Inflação dos alimentos
A inflação dos alimentos, que havia registrado queda de 0,5% em 2023, deve fechar 2024 acima de 6%, refletindo a pressão sobre os preços causada pela seca. Produtos frescos, que tiveram deflação no primeiro semestre, já apresentam alta nos últimos meses, especialmente as proteínas. A previsão inicial do Bradesco para 2024 era de um aumento de 4,5% nos preços dos alimentos, mas a demanda interna aquecida e a desvalorização do real, que acumula queda de quase 12% neste ano, intensificaram o cenário inflacionário.
Para 2025, as expectativas permanecem desafiadoras. Embora a Conab projete uma safra recorde de grãos, com 326,9 milhões de toneladas ? um aumento de 9,6% em relação à safra anterior ?, a recuperação da oferta depende da regularização do regime de chuvas a partir de outubro. A normalização das precipitações é crucial para garantir a produção agrícola e aliviar os preços domésticos.

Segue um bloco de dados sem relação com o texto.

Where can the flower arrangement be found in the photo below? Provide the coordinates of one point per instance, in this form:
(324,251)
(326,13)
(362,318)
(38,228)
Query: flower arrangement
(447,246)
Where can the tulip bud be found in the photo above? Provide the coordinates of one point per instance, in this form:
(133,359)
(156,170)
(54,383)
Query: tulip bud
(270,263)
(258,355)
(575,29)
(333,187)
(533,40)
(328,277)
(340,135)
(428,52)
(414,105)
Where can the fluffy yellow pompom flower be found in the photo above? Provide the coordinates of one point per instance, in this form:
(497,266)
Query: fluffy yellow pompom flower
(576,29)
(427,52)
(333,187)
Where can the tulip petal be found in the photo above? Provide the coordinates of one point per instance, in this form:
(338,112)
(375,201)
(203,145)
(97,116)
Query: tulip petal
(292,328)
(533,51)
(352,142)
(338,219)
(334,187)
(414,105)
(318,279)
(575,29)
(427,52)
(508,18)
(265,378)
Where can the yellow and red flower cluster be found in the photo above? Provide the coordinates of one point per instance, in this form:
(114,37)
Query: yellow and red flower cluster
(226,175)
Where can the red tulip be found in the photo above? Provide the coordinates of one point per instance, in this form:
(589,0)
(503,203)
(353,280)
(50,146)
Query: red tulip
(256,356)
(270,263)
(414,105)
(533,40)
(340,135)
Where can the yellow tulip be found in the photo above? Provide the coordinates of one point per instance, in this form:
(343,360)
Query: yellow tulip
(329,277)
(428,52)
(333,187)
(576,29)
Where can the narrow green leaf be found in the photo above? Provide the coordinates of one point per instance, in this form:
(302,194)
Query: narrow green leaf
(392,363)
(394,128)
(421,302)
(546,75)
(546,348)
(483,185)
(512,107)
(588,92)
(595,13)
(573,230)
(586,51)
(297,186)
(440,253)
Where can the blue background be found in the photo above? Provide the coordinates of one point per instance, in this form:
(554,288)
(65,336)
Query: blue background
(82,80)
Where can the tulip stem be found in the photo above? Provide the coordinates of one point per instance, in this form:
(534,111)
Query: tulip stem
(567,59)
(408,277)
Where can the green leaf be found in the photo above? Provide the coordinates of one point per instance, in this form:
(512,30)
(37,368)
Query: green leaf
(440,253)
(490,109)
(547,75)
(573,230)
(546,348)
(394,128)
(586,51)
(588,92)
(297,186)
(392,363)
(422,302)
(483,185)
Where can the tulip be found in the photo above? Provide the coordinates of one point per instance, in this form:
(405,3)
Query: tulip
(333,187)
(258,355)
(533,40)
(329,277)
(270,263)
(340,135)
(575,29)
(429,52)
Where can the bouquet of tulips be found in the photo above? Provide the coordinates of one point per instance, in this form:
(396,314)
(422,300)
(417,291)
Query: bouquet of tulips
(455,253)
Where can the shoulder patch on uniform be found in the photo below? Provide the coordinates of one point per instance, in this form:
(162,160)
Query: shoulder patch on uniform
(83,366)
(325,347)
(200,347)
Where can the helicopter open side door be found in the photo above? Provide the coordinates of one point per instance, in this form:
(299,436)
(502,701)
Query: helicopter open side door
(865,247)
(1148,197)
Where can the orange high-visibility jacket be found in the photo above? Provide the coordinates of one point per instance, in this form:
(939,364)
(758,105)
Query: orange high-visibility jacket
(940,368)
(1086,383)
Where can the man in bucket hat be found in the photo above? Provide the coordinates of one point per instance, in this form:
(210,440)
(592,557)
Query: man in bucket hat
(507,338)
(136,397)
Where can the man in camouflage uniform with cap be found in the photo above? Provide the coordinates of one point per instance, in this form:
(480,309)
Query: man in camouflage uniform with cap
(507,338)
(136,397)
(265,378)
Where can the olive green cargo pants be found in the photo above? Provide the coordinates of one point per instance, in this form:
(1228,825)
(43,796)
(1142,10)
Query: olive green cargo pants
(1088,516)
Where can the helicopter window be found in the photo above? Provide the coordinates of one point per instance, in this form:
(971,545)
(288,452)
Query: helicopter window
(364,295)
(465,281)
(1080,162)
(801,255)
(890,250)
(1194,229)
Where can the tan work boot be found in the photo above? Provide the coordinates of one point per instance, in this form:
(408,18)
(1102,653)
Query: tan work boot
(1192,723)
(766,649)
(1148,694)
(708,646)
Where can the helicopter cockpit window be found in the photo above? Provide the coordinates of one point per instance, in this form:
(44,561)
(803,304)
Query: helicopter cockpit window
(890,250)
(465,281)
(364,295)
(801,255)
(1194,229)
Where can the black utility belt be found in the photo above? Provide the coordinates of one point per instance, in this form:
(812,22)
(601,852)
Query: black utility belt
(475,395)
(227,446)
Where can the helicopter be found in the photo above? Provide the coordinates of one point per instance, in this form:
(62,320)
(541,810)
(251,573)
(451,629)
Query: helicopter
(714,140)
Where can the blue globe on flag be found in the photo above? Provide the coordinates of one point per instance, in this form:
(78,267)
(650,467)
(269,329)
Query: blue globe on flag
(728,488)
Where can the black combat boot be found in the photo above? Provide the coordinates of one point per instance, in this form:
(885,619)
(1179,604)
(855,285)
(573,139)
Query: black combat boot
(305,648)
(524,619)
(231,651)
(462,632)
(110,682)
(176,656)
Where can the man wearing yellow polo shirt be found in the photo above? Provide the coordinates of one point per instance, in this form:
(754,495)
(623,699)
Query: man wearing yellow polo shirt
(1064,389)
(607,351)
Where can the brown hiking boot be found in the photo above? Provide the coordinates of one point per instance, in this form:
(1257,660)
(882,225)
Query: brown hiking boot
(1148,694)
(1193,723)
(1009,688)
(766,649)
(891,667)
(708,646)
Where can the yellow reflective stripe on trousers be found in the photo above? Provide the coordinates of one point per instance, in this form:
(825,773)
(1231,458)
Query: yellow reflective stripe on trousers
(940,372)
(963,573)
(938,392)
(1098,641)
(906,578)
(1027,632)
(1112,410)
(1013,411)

Por outro lado, o mercado de carnes enfrenta um ciclo de baixa produção, com uma queda projetada de 5,5% no abate de gado. A combinação de oferta reduzida e demanda aquecida pode elevar o preço da carne bovina para cerca de R$ 280 por arroba, limitando a desaceleração da inflação dos alimentos em 2025.
Energia em alerta
A crise hídrica também afeta o setor energético. Os reservatórios do Sistema Interligado Nacional (SIN), especialmente no Sudeste, estão operando com cerca de 50% de sua capacidade. A previsão é que esses níveis caiam para 40% até o final do ano. Apesar de não ser uma situação tão crítica quanto em 2021, o baixo volume de água tem levado o Operador Nacional do Sistema Elétrico (ONS) a aumentar o despacho de usinas termelétricas, que têm custo mais elevado e impactam diretamente o bolso do consumidor.
Com isso, o acionamento da bandeira tarifária vermelha deve continuar até dezembro, elevando o custo da energia elétrica para as famílias e o setor produtivo. Segundo o relatório do Bradesco, a permanência da bandeira vermelha pode acrescentar até 0,29 ponto percentual ao Índice Nacional de Preços ao Consumidor Amplo (IPCA). Em janeiro deste ano, a estimativa era de manutenção da bandeira verde ao longo de 2024, mas o cenário atual aponta para uma correção nas expectativas.
Desafios para a política monetária
O aumento da inflação, impulsionado pela seca e pelo câmbio depreciado, coloca desafios para a política monetária. A manutenção da taxa Selic em níveis elevados por um período prolongado se torna uma possibilidade real, o que impacta diretamente o custo do crédito e dificulta a recuperação econômica. O Banco Central, que esperava iniciar um ciclo de cortes na taxa de juros em 2024, pode adiar essa decisão, caso as pressões inflacionárias persistam.
Além disso, o cenário de preços elevados compromete o poder de compra das famílias, reduzindo o consumo e dificultando o crescimento do Produto Interno Bruto (PIB). A necessidade de manter a inflação sob controle, equilibrando a política monetária, será um desafio para as autoridades econômicas no próximo ano.
Perspectivas para 2025
Para o próximo ano, o retorno das chuvas será determinante para definir o ritmo de recuperação da economia. Caso o regime de precipitações se normalize, espera-se um alívio nos preços dos alimentos e uma recuperação dos reservatórios, possibilitando a redução dos custos energéticos e a contenção da inflação.
No entanto, o aumento previsto nos preços da carne bovina, aliado à incerteza quanto ao comportamento climático, ainda representa um risco significativo. O impacto prolongado da seca pode levar a uma crise mais profunda, afetando desde a produção agrícola até o abastecimento de água e energia nas principais regiões metropolitanas do país.
O Brasil se encontra em um ponto crítico, onde a gestão eficiente dos recursos naturais e a implementação de políticas públicas eficazes serão essenciais para mitigar os efeitos da seca e evitar uma nova espiral inflacionária que comprometa a estabilidade econômica em 2025.